Friday, 17 August 2018

Mary Chapin Carpenter - Stones in The Road (1994)


Released October 1994

Recorded in Nashville

It was on this album, after the commercial, radio-friendly sounds of 1992's "Come on Come On" that we saw the first hints of the more stripped-down, quieter, folkier, reflective songs that would come to characterise Mary Chapin Carpenter's subsequent albums from this point on. It wasn't quite a full "turning point" however, but there certainly were signs. Lyrics are very much to the fore here, (as if they weren't already). Mary Chapin Carpenter should never, ever be pigeonholed as a country artist. This is a masterpiece of singer-songwriting talent. It is barely country at all, let's be honest.


1. Why Walk When You Can Fly
2. House Of Cards
3. A Keeper For Every Flame
4. Tender When I Want To Be
5. Shut Up And Kiss Me
6. The Last Word
7. The End Of My Pirate Days
8. John Doe No. 24
9. Jubilee
10. Outside Looking In
11. Where Time Stands Still
12. This Is Love

"Why Walk When You Can Fly" is a low-key opener - melodic and haunting. Mary rocks out on "House Of Cards", which surely "borrows" the guitar riff from Bruce Springsteen's "Two Hearts". There is actually quite a lot of Springsteen-esque material on this album. It is probably Mary's most "rock" album, although there is still some much quieter, gentler stuff on here too. The title track is a beautiful song, looking back to childhood in Mary's usual wry, wise and somewhat solemn way. It has a lovely piano break in the middle too. "A Keeper For Every Flame" all has Mary going all Bruce in some ways. It is an excellent, insistent but catchy rock song. "Tender When I Want To Be" could also be straight off "The River" too, with slight Tex-Mex hints of The Mavericks too in places. "Shut Up And Kiss Me" follows in the footsteps of "The Bug" and "I Feel Lucky" from the previous album - barroom country bluesy rock.

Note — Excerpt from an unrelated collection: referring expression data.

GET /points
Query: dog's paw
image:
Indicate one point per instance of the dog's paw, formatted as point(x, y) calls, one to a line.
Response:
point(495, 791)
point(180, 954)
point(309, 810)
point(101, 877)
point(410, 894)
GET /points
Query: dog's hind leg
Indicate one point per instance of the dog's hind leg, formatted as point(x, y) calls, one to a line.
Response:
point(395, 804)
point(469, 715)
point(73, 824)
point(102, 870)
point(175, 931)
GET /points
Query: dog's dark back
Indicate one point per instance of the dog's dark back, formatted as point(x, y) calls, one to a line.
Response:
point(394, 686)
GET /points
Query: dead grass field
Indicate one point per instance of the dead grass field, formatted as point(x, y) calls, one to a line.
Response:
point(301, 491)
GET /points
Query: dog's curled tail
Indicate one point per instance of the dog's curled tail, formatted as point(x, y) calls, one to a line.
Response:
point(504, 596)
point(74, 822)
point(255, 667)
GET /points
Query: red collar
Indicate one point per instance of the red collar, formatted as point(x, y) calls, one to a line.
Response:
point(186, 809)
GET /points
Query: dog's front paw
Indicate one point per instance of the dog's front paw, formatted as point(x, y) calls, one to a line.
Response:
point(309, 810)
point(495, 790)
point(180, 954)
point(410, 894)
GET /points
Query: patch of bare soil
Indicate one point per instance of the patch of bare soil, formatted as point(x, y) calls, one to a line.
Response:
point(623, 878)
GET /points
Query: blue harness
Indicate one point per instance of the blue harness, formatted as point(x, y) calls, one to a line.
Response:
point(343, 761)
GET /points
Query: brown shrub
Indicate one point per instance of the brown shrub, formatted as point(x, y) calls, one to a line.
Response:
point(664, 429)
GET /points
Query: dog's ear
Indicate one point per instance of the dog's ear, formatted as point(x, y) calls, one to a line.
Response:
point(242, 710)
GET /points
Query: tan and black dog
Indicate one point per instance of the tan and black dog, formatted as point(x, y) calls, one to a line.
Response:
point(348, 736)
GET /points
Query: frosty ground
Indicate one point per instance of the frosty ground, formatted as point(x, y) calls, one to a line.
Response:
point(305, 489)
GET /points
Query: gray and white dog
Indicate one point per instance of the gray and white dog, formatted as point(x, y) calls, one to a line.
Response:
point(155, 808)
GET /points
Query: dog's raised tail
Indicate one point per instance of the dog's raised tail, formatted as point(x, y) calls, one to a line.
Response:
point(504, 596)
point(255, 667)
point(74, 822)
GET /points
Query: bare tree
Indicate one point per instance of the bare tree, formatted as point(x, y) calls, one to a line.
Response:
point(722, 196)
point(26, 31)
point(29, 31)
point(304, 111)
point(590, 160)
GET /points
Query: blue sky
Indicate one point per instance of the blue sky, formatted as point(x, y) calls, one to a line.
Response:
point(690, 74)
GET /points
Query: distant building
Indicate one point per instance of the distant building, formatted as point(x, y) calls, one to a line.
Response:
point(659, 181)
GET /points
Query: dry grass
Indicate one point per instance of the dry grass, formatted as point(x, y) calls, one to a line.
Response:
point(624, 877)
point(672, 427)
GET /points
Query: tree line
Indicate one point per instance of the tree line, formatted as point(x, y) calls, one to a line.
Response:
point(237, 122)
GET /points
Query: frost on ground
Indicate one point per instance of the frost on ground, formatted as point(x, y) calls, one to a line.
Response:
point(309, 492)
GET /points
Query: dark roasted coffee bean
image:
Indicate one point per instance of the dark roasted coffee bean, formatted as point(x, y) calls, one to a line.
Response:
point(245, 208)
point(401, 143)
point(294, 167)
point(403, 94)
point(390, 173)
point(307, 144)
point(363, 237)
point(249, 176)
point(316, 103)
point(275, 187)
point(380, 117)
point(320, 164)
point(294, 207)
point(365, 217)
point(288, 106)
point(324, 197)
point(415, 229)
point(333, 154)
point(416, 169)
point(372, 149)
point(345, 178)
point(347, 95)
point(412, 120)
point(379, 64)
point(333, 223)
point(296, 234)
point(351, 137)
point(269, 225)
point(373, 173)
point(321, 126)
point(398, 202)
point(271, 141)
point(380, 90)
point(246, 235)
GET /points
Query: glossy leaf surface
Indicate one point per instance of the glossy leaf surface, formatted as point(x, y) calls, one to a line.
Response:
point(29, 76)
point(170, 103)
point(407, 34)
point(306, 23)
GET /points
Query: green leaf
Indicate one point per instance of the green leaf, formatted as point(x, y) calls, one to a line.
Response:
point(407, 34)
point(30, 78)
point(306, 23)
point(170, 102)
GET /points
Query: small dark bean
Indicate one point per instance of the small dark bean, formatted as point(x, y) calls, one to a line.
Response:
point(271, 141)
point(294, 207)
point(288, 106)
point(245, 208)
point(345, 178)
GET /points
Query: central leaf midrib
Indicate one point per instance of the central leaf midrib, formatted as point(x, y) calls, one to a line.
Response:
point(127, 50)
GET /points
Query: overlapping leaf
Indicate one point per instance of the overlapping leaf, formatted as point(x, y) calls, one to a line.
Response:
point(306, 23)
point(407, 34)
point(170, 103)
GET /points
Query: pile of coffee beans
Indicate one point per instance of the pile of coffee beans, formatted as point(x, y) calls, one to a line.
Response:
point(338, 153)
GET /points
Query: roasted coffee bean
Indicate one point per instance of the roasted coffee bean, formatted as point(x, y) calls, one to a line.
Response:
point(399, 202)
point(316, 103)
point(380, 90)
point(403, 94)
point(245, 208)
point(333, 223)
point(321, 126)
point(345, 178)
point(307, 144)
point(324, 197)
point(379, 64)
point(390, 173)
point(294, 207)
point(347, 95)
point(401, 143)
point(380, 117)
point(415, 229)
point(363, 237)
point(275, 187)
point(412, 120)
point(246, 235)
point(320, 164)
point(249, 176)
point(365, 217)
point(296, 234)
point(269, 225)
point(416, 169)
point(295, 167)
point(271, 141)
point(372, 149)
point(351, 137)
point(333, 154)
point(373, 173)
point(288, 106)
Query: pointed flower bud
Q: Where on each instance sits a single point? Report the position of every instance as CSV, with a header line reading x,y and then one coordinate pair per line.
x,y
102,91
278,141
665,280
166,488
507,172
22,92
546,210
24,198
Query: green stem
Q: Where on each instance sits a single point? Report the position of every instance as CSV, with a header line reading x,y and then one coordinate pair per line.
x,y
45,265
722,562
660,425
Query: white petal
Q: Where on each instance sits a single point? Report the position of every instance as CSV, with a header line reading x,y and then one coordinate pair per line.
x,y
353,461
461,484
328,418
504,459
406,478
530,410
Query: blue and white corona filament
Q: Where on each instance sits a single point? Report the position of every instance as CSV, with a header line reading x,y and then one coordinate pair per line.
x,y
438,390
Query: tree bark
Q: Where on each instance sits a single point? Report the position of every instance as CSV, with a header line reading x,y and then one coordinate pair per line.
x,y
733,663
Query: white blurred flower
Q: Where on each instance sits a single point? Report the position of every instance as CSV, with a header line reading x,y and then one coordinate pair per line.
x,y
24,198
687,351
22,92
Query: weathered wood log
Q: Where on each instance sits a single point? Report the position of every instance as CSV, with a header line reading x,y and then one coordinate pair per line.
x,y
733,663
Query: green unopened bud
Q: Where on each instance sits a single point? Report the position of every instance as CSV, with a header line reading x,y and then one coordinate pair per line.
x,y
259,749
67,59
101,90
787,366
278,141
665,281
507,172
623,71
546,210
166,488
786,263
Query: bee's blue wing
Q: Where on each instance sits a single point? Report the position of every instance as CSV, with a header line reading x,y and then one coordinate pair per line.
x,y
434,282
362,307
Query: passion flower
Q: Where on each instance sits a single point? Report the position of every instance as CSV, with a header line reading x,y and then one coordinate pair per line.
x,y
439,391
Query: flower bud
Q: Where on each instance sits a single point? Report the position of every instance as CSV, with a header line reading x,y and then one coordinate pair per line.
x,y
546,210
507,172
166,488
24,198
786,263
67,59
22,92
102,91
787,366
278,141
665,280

"The Last Word" begins with an almost Lynyrd Skynyrd-style guitar riff and is a slow, shuffling rock number. In many ways, this is Mary's "heaviest" album, if there is such a thing. "The End Of My Pirate Days" is a piano-driven sombre but gently-delivered sad song, while, on every MCC album, there is also one huge tear-jerker. This album's one is the heartbreaking "John Doe No. 24" - a tragic, deeply moving tale from the past enhanced by some simply gorgeous soprano saxophone, from Branford Marsalis, no less. There is not much I can say except to listen to the song. The atmosphere created by Mary's lyrics is just breathtaking. You just have to take a minute after it finishes to snap yourself back to the present. I find the song so unbearably emotional I can barely listen to it, to be honest. "While I drew breath no-one missed me, so they won't on the day that I cease...". That line is often in my head. Come on man, pull yourself together.

"Jubilee" rouses things back with a big, passionate, vaguely Celtic-sounding drinkalong song. It sounds mournfully Irish to me, for some reason. Van Morrison could deliver the song well, I think. Or Deacon Blue, too, thinking about it. "Outside Looking In" is another mid-paced riffy rock number with some great guitar bits on it. "Where Time Stands Still" is a haunting, vocal and piano number, while "This Is Love" is a big chorus closer to an album which I have to say doesn't move me quite in the way that some of MCC's other albums do, but then again, they are almost impossible to live up to, and this is still a good album. Mary doesn't do bad albums.